THREAT INTELLIGENCE REPORTS

  • Check Point researchers analyzed the Shai-Hulud 2.0 npm supply chain campaign that compromised over 600 npm packages and 25,000 GitHub repositories. Malicious preinstall scripts stole developer and multi-cloud credentials, exfiltrated them to attacker GitHub repos, registered infected hosts as self-hosted runners, and used the stolen tokens for worm-like propagation across npm and GitHub.

Check Point Threat Emulation provides protection against this threat (Trojan.Wins.ShaiHulud.ta.*)
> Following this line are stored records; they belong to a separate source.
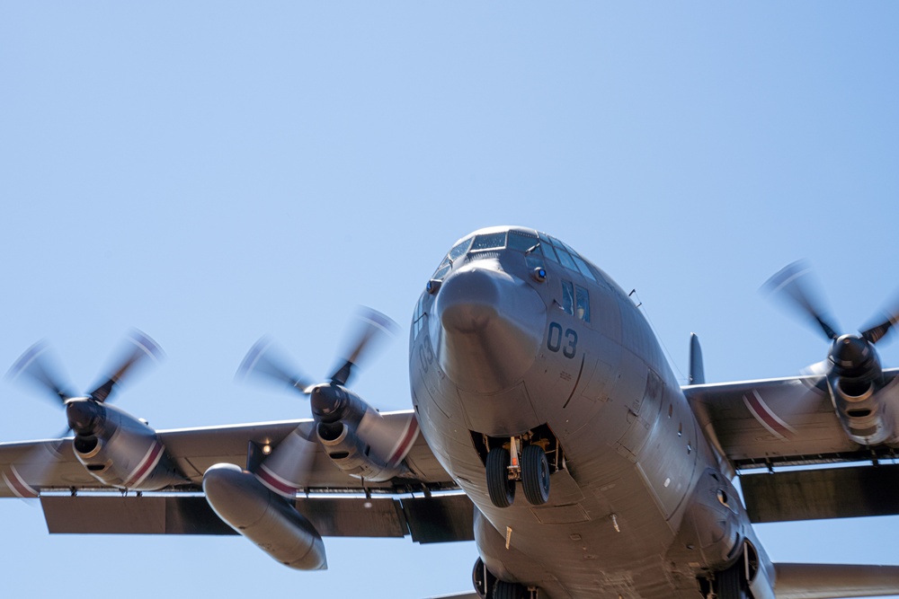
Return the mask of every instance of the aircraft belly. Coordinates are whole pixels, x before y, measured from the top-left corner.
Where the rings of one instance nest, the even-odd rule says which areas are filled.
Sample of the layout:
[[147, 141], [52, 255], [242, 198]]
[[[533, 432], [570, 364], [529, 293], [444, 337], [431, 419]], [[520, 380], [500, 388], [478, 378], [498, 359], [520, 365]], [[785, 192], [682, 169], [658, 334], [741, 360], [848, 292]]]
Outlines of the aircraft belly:
[[[544, 349], [521, 381], [489, 396], [460, 392], [426, 350], [414, 350], [423, 434], [483, 515], [489, 530], [476, 524], [476, 540], [492, 572], [546, 597], [695, 597], [695, 580], [677, 579], [666, 559], [699, 453], [686, 401], [653, 352], [644, 357], [645, 348], [580, 333], [574, 358]], [[427, 335], [415, 342], [427, 345]], [[549, 502], [531, 506], [519, 482], [513, 504], [494, 507], [471, 433], [519, 435], [542, 424], [565, 457], [550, 476]]]

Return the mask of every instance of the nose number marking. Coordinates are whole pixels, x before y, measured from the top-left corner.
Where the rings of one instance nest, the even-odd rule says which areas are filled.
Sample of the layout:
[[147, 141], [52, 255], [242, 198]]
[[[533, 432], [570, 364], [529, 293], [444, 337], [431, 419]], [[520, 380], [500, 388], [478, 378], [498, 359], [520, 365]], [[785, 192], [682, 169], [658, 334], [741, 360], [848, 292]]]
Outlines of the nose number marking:
[[[564, 344], [563, 340], [565, 340]], [[549, 351], [561, 349], [562, 355], [565, 357], [574, 357], [577, 353], [577, 332], [574, 329], [565, 329], [563, 332], [561, 324], [550, 322], [549, 330], [547, 333], [547, 348]]]

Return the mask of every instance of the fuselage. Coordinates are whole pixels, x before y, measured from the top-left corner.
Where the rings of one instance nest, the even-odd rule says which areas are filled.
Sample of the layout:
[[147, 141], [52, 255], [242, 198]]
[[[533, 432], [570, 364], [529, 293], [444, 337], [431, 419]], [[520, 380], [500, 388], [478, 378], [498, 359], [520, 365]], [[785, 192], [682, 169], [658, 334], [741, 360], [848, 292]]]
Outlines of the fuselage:
[[[416, 304], [410, 376], [503, 580], [547, 597], [696, 596], [752, 535], [643, 314], [555, 238], [494, 227], [454, 245]], [[512, 506], [491, 501], [487, 451], [513, 437], [547, 452], [543, 505], [521, 483]]]

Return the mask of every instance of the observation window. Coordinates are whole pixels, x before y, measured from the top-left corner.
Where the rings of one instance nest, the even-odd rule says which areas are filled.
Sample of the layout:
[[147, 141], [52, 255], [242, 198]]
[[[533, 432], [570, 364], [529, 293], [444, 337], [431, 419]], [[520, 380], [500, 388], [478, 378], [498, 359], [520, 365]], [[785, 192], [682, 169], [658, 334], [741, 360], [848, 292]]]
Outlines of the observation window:
[[590, 322], [590, 294], [580, 285], [574, 286], [576, 310], [574, 315], [584, 322]]
[[562, 281], [562, 309], [566, 314], [574, 314], [574, 286], [571, 281]]

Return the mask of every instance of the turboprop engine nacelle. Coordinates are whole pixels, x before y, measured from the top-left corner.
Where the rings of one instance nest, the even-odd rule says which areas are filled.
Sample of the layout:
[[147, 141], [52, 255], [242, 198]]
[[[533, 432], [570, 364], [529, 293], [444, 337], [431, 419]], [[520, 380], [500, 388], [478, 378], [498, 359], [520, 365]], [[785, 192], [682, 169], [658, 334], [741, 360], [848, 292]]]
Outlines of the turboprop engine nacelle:
[[203, 475], [203, 491], [218, 517], [273, 559], [298, 570], [327, 569], [325, 542], [312, 523], [250, 472], [216, 464]]
[[66, 412], [75, 425], [76, 457], [104, 485], [152, 491], [185, 481], [142, 420], [90, 398], [69, 400]]
[[841, 335], [833, 342], [828, 361], [833, 407], [850, 438], [863, 445], [895, 439], [895, 419], [874, 345], [860, 337]]
[[403, 459], [418, 436], [413, 417], [388, 419], [340, 385], [312, 392], [316, 435], [325, 453], [346, 474], [381, 482], [407, 471]]

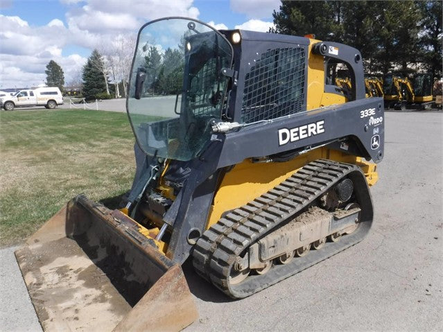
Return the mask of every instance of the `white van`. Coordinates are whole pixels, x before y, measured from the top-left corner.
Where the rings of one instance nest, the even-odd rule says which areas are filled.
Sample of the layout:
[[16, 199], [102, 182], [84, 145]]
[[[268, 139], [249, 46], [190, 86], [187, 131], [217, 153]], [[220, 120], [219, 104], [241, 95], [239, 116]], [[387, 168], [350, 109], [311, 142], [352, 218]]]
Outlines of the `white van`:
[[0, 91], [0, 98], [6, 97], [7, 96], [10, 96], [10, 95], [11, 95], [10, 92], [6, 92], [4, 91]]
[[15, 107], [44, 106], [55, 108], [63, 104], [63, 96], [58, 87], [38, 87], [34, 89], [20, 90], [12, 96], [0, 98], [0, 108], [12, 111]]

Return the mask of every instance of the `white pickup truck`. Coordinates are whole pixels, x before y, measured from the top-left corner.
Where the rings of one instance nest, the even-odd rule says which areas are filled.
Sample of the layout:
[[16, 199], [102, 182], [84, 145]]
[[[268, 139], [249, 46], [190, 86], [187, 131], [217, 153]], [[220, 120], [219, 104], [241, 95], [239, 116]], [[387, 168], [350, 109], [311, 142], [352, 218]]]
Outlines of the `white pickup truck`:
[[55, 108], [63, 104], [63, 96], [58, 87], [38, 87], [28, 90], [20, 90], [12, 96], [0, 98], [0, 108], [12, 111], [15, 107], [28, 106], [44, 106]]

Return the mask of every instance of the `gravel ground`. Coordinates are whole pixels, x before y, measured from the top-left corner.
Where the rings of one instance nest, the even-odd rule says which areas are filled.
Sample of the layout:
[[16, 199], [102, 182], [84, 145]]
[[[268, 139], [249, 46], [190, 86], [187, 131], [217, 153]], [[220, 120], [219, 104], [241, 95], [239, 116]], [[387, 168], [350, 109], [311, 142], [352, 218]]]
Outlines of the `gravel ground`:
[[[186, 265], [200, 312], [186, 331], [443, 331], [442, 117], [385, 114], [374, 222], [361, 243], [239, 301]], [[0, 330], [39, 331], [14, 250], [0, 250]]]

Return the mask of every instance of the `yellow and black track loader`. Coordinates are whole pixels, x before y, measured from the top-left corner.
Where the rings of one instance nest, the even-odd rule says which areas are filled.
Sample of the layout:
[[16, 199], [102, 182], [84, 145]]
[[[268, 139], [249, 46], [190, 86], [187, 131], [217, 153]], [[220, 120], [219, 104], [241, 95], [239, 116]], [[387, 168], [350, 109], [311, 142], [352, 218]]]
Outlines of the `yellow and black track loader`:
[[178, 331], [188, 259], [239, 299], [369, 231], [383, 107], [356, 49], [168, 17], [140, 30], [128, 90], [122, 208], [78, 195], [16, 252], [45, 330]]

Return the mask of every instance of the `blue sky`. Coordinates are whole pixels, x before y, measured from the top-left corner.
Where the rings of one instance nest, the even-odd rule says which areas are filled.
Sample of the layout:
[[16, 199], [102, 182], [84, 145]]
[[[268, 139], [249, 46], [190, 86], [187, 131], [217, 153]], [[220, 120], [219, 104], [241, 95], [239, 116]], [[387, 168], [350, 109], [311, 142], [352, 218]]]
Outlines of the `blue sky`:
[[129, 45], [128, 40], [151, 19], [184, 16], [217, 28], [267, 31], [279, 4], [279, 0], [0, 0], [0, 90], [42, 84], [51, 60], [63, 69], [67, 84], [78, 82], [92, 49], [104, 50], [103, 45], [118, 40]]

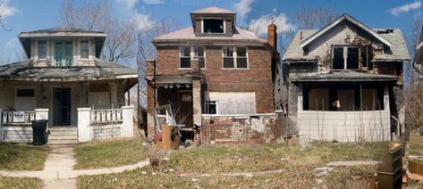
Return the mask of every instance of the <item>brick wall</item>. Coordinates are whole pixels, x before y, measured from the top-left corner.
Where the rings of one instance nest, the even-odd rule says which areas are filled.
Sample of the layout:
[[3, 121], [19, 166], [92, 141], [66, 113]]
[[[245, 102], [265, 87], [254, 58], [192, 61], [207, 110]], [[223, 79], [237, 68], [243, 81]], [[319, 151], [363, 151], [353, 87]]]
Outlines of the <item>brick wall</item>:
[[275, 143], [283, 139], [283, 115], [202, 116], [202, 144]]
[[[249, 70], [223, 70], [222, 46], [206, 46], [204, 84], [209, 92], [255, 92], [257, 113], [275, 112], [271, 54], [263, 47], [249, 47]], [[157, 49], [157, 74], [185, 73], [179, 68], [179, 46]]]

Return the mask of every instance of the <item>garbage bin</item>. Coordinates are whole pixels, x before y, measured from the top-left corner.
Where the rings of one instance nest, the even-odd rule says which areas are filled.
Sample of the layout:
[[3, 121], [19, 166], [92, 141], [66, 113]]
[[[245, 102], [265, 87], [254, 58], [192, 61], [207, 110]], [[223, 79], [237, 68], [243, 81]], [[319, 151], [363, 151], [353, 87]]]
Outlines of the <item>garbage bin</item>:
[[46, 119], [32, 121], [32, 144], [44, 145], [47, 143], [47, 122]]

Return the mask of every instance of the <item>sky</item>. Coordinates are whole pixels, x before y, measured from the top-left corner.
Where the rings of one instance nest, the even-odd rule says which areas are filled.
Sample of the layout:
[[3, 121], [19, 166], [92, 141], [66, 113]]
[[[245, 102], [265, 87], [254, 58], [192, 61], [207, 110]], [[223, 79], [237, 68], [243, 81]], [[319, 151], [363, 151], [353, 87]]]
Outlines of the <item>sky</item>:
[[[0, 0], [2, 1], [2, 0]], [[59, 25], [61, 0], [3, 0], [0, 14], [6, 15], [0, 29], [0, 57], [13, 62], [21, 51], [17, 36], [21, 31], [54, 28]], [[100, 0], [93, 0], [100, 1]], [[80, 1], [83, 2], [83, 1]], [[264, 33], [268, 20], [278, 25], [278, 33], [292, 29], [292, 17], [301, 7], [334, 8], [349, 13], [374, 29], [401, 29], [411, 35], [414, 15], [423, 13], [422, 0], [109, 0], [114, 12], [137, 21], [139, 29], [148, 29], [156, 21], [173, 17], [181, 28], [190, 26], [190, 12], [217, 6], [237, 12], [237, 22]]]

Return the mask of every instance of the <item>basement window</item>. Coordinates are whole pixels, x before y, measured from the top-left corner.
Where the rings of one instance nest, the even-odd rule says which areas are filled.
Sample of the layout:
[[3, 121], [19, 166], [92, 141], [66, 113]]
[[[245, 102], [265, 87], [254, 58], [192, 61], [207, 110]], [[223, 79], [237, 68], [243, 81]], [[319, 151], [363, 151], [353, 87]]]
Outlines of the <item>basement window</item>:
[[334, 46], [332, 49], [333, 70], [358, 70], [359, 47]]
[[224, 34], [224, 21], [222, 19], [203, 19], [203, 33]]

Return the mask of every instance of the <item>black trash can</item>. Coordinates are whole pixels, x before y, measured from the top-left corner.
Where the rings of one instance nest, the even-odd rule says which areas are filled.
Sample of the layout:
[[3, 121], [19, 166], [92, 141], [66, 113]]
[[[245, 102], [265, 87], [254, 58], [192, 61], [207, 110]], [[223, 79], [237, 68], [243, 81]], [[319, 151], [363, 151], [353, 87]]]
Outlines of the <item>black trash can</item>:
[[47, 143], [47, 122], [46, 119], [32, 121], [32, 144], [44, 145]]

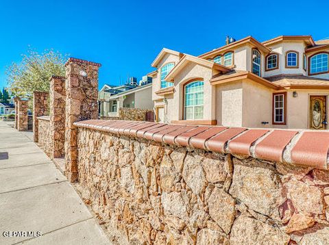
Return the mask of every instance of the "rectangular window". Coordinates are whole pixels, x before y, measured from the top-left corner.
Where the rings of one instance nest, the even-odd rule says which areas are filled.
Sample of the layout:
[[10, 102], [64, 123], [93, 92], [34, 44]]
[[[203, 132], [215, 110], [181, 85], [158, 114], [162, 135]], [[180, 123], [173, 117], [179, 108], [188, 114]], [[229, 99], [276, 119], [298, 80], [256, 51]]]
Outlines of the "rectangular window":
[[273, 124], [286, 124], [286, 92], [273, 94]]

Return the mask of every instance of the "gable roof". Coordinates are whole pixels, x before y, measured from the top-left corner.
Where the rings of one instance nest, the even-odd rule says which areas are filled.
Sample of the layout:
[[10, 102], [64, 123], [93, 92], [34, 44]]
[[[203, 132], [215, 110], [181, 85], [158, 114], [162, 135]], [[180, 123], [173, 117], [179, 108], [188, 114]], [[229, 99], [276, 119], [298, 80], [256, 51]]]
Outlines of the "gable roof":
[[159, 62], [161, 61], [161, 60], [162, 60], [163, 57], [167, 53], [170, 53], [176, 56], [180, 56], [182, 55], [181, 53], [175, 51], [174, 50], [163, 48], [162, 50], [161, 50], [161, 51], [159, 53], [158, 56], [156, 56], [156, 60], [154, 60], [151, 66], [153, 67], [156, 67], [158, 64], [159, 64]]
[[169, 73], [164, 77], [164, 80], [169, 81], [173, 81], [174, 77], [182, 70], [182, 69], [185, 67], [188, 63], [195, 63], [203, 66], [208, 67], [209, 68], [214, 68], [217, 70], [221, 72], [221, 73], [228, 73], [231, 70], [228, 67], [220, 65], [213, 62], [206, 60], [198, 57], [190, 55], [184, 55], [184, 56], [180, 59], [180, 60], [177, 63], [177, 64], [173, 67], [173, 68], [170, 71]]
[[15, 105], [14, 104], [10, 104], [9, 103], [0, 102], [0, 105], [3, 105], [5, 107], [14, 108]]
[[219, 54], [220, 53], [222, 53], [222, 52], [224, 52], [224, 51], [229, 51], [230, 49], [232, 49], [233, 48], [236, 48], [237, 47], [239, 47], [239, 46], [247, 44], [247, 43], [250, 44], [251, 45], [252, 45], [255, 47], [258, 48], [260, 50], [261, 50], [264, 53], [269, 53], [271, 51], [270, 49], [269, 49], [268, 47], [263, 45], [262, 43], [260, 43], [260, 42], [256, 40], [252, 36], [249, 36], [246, 38], [244, 38], [240, 39], [237, 41], [231, 42], [231, 43], [230, 43], [227, 45], [221, 47], [218, 49], [212, 50], [211, 51], [209, 51], [209, 52], [205, 53], [204, 54], [202, 54], [202, 55], [199, 55], [199, 57], [202, 57], [202, 58], [204, 58], [204, 59], [206, 59], [208, 57], [215, 55], [217, 54]]
[[295, 36], [279, 36], [276, 38], [268, 40], [267, 41], [264, 41], [262, 42], [263, 45], [268, 46], [272, 45], [276, 43], [287, 41], [287, 40], [292, 40], [292, 41], [297, 41], [297, 40], [302, 40], [304, 41], [308, 45], [314, 46], [315, 45], [315, 42], [310, 35], [295, 35]]
[[239, 79], [249, 79], [258, 83], [263, 84], [267, 87], [280, 90], [282, 88], [279, 85], [273, 83], [263, 77], [246, 70], [234, 70], [226, 74], [215, 75], [210, 80], [212, 85], [222, 84], [228, 82], [234, 81]]

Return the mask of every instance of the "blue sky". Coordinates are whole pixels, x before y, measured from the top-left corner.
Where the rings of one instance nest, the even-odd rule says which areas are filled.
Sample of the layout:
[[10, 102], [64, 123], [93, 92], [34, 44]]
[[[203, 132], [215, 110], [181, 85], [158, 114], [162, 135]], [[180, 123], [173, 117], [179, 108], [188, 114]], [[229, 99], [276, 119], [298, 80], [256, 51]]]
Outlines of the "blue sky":
[[328, 1], [1, 1], [0, 87], [28, 45], [102, 64], [99, 86], [138, 79], [162, 47], [199, 55], [226, 35], [329, 37]]

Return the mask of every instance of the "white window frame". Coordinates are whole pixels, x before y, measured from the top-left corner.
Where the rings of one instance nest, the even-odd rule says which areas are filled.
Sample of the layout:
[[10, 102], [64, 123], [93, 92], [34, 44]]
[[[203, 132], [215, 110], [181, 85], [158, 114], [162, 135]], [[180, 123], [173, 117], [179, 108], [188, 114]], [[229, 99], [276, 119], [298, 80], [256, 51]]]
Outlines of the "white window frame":
[[[327, 69], [326, 70], [322, 70], [322, 71], [319, 71], [319, 72], [315, 72], [315, 73], [313, 73], [312, 72], [312, 62], [313, 62], [313, 59], [315, 58], [318, 55], [326, 55], [327, 56]], [[314, 55], [312, 55], [310, 57], [310, 70], [309, 70], [309, 73], [311, 75], [313, 75], [313, 74], [320, 74], [320, 73], [328, 73], [329, 72], [329, 53], [325, 53], [325, 52], [321, 52], [321, 53], [318, 53], [317, 54], [315, 54]], [[317, 66], [317, 63], [316, 63], [317, 64], [317, 67], [316, 68], [318, 68]], [[323, 66], [323, 65], [322, 65]], [[319, 66], [319, 67], [322, 67], [322, 66]]]
[[[228, 58], [228, 57], [229, 57]], [[230, 64], [226, 64], [226, 62], [230, 62]], [[226, 66], [230, 66], [233, 65], [233, 52], [229, 51], [224, 53], [223, 55], [223, 65]]]
[[[282, 96], [282, 107], [276, 107], [276, 98], [278, 98], [280, 96]], [[276, 94], [273, 94], [273, 122], [276, 124], [285, 124], [285, 120], [284, 120], [284, 105], [285, 105], [285, 94], [284, 93], [279, 93]], [[282, 120], [277, 121], [276, 120], [276, 109], [282, 109]]]
[[[276, 66], [273, 66], [273, 67], [271, 67], [269, 68], [269, 59], [271, 57], [271, 56], [276, 56]], [[267, 70], [273, 70], [273, 69], [276, 69], [278, 68], [278, 55], [276, 53], [272, 53], [271, 55], [269, 55], [269, 56], [267, 56], [267, 57], [266, 58], [266, 68]]]

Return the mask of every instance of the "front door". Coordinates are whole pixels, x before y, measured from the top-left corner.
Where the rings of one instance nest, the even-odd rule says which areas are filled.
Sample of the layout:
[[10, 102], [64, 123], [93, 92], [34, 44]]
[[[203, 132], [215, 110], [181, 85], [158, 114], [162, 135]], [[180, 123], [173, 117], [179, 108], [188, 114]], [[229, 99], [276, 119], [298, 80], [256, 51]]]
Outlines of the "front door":
[[163, 122], [164, 120], [164, 108], [163, 107], [156, 108], [156, 121]]
[[327, 124], [326, 96], [310, 96], [310, 129], [326, 129]]

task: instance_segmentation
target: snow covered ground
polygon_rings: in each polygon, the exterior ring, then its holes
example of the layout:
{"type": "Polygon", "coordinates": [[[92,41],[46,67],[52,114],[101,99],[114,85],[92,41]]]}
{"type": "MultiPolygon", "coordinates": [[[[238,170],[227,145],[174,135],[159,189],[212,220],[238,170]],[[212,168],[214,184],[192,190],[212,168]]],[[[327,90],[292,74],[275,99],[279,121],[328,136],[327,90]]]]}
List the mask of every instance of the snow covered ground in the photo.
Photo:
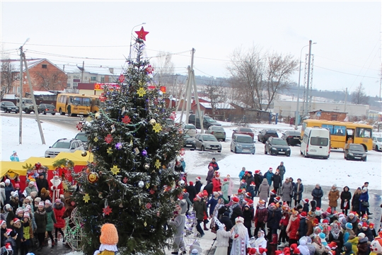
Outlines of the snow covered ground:
{"type": "MultiPolygon", "coordinates": [[[[180,114],[178,114],[180,115],[180,114]]],[[[186,162],[186,171],[190,174],[205,176],[207,164],[212,157],[219,163],[222,176],[230,174],[237,178],[243,166],[248,171],[260,169],[265,173],[270,167],[274,169],[284,162],[286,168],[286,176],[293,176],[296,180],[301,178],[304,184],[314,185],[319,183],[321,186],[330,186],[336,183],[340,187],[349,186],[355,188],[364,181],[370,182],[372,189],[382,190],[382,153],[375,151],[367,152],[367,162],[351,162],[344,159],[342,150],[332,151],[329,159],[306,159],[300,155],[299,147],[291,147],[291,155],[270,156],[264,154],[264,144],[257,141],[258,132],[263,128],[274,128],[281,137],[286,130],[293,129],[284,123],[253,124],[250,125],[255,132],[256,140],[256,153],[251,154],[236,154],[230,152],[231,137],[236,128],[231,123],[220,122],[226,133],[226,140],[221,142],[221,153],[186,150],[184,155],[186,162]]],[[[73,138],[77,133],[76,128],[72,130],[64,129],[61,126],[46,122],[42,123],[46,144],[41,143],[38,127],[33,119],[23,120],[23,144],[18,144],[18,118],[1,116],[1,160],[8,161],[12,151],[16,150],[21,161],[30,157],[43,157],[45,151],[57,139],[73,138]],[[57,132],[59,130],[59,132],[57,132]]],[[[379,135],[381,135],[379,134],[379,135]]],[[[215,236],[209,231],[200,243],[204,251],[208,251],[212,244],[215,236]]],[[[74,252],[70,255],[82,255],[74,252]]]]}

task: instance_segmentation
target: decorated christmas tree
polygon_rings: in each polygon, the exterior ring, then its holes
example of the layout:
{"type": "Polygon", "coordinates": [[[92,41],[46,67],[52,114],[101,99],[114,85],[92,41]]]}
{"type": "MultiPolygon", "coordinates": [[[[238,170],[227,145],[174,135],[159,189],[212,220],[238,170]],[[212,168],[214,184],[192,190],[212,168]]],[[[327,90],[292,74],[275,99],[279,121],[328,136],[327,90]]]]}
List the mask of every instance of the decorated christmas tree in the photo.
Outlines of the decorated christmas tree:
{"type": "Polygon", "coordinates": [[[173,230],[163,226],[173,215],[180,188],[179,173],[168,167],[183,140],[170,109],[143,60],[145,35],[136,32],[134,61],[118,86],[105,87],[103,106],[77,128],[88,136],[93,162],[74,174],[73,196],[83,217],[81,246],[93,254],[100,246],[100,227],[117,227],[121,254],[161,254],[173,230]]]}

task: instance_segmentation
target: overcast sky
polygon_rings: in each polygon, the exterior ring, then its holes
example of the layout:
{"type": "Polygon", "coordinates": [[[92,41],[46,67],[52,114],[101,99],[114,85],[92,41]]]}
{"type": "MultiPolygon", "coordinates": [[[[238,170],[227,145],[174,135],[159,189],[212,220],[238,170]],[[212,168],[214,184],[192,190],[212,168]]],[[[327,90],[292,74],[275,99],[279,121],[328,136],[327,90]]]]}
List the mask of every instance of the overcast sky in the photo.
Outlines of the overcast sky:
{"type": "MultiPolygon", "coordinates": [[[[83,61],[121,67],[132,29],[144,22],[149,32],[146,55],[178,53],[172,60],[178,74],[187,74],[192,47],[195,74],[228,77],[236,48],[257,45],[299,60],[312,40],[317,42],[312,46],[313,88],[352,91],[361,82],[367,94],[379,95],[381,1],[2,1],[1,50],[17,58],[16,49],[30,38],[24,46],[28,58],[47,58],[60,67],[83,61]]],[[[292,81],[298,81],[298,74],[292,81]]]]}

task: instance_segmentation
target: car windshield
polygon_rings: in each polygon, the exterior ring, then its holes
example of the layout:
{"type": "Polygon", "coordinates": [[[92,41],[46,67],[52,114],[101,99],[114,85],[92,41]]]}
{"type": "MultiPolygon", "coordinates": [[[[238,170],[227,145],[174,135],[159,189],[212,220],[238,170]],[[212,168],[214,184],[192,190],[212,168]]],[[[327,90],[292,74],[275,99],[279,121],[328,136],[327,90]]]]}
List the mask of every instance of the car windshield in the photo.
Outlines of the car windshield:
{"type": "Polygon", "coordinates": [[[70,142],[57,142],[53,144],[52,147],[58,149],[69,149],[70,142]]]}
{"type": "Polygon", "coordinates": [[[203,135],[203,141],[217,142],[217,140],[213,135],[203,135]]]}
{"type": "Polygon", "coordinates": [[[83,142],[88,142],[88,137],[86,136],[86,134],[85,133],[77,134],[77,135],[76,135],[76,137],[74,137],[74,139],[78,139],[83,142]]]}
{"type": "Polygon", "coordinates": [[[210,122],[210,123],[216,122],[216,120],[214,120],[214,119],[213,119],[212,118],[211,118],[211,117],[206,117],[206,116],[204,116],[204,120],[206,120],[207,121],[210,122]]]}
{"type": "Polygon", "coordinates": [[[349,149],[357,152],[363,152],[364,150],[364,147],[361,144],[351,144],[349,147],[349,149]]]}
{"type": "Polygon", "coordinates": [[[238,142],[253,143],[253,139],[250,137],[238,137],[238,142]]]}
{"type": "Polygon", "coordinates": [[[239,132],[252,132],[252,130],[250,128],[241,128],[238,129],[239,132]]]}
{"type": "Polygon", "coordinates": [[[272,141],[272,144],[274,145],[288,145],[288,144],[286,144],[286,141],[282,139],[274,139],[272,141]]]}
  • Check Point researchers uncovered GhostAd, a large-scale Android adware campaign where at least 15 Google Play applications with millions of installs abuse foreground services, blank notifications, JobScheduler, and ad SDKs to run persistent background ads and drain device resources. These applications also use background execution and storage permissions to persist, hide, and silently exfiltrate external-storage files, including corporate documents, to attacker infrastructure.
  • Check Point overviews expected cyber risks at 2026, including converging agentic AI, quantum computing, and Web 4.0. The blog outlines 12 trends: autonomous AI operations, digital-twin/XR environments, LLM-native attacks, deepfake fraud, quantum “harvest-now, decrypt-later” exposure, data-pressure ransomware, expanding supply-chain, SaaS, and identity threats.
  • Researchers detailed HashJack, an indirect prompt injection technique that embeds malicious instructions in elements like URL fragments or emails to manipulate AI browser assistants – including Comet, Copilot for Edge, and Gemini for Chrome. This method enables threat actors to trigger phishing, misinformation, data exfiltration, and credential theft, exploiting LLMs’ inability to distinguish instructions from legitimate data.